I am shocked at how amazing this book is. Shocked. It's so gritty, so real, so well-crafted. I cannot believe that I let it sit on my bookshelf at home for months. It's too good to not be read. It needs to be read. By boys and girls and people who work with teen boys. It's a must-read.

Actually, while reading this book I could not help but think of the recent Tyler Perry interview series with Oprah. In these interviews, Mr. Perry talked about the horrible physical and sexual abuse that he experienced as a young boy. This book is about this very subject. And, from Mr. Perry's descriptions to the way that the main character describes his guilt, anger and conflicting emotions in this book, this story rings true.

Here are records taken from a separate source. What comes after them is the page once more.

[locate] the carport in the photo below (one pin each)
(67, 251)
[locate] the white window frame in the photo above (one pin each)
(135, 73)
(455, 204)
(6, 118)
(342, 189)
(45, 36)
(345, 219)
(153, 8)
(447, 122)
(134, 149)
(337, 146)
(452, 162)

In this story, Diego is a sixteen year-old boy with anger to spare. He is constantly getting in fights and cannot control his anger, especially if someone dares to call him a gay or a "fag." He is so touchy that even his best friends are afraid of his unpredictable rages. When a fight lands him jail, Diego knows that he has to change. He meets a man named Mr. Vidas, a parole officer, and wants to spend more time with him. There's something calming about Mr. Vidas and Diego knows he needs to feel calm if he's ever going to work through his anger.

The relationship between Diego and Mr. Vidas takes a while to develop, but Diego quickly finds that he can tell Mr. Vidas anything--even the truth about what happened with his former stepfather and why Deigo feels the need to cut himself. As he shares more and more about his traumatic childhood and his suicidal thoughts, Diego starts to release his anger and feels like he's more in control of his emotions. Diego's recovery and healing are not completely finished by the time the book is over, but I had the impression that he was a changed person.

It's always difficult to talk with students about rape and sexual assault. I teach Laurie Halse Anderson's Speak and have guest speakers from our local non-profit organization come in and talk about the realities of these issues. But, there's a part of me that has always wished for a book that was aimed toward teen boys on this subject. It's almost like a taboo to talk about that fact that boys are sexually abused and assaulted. It's much more acceptable to talk about it happening to women and girls. I don't exactly know why this is, but I want to provide materials on this subject to the students in my classroom. Just in case. You never know when or how a book is going to change someone's life for the better.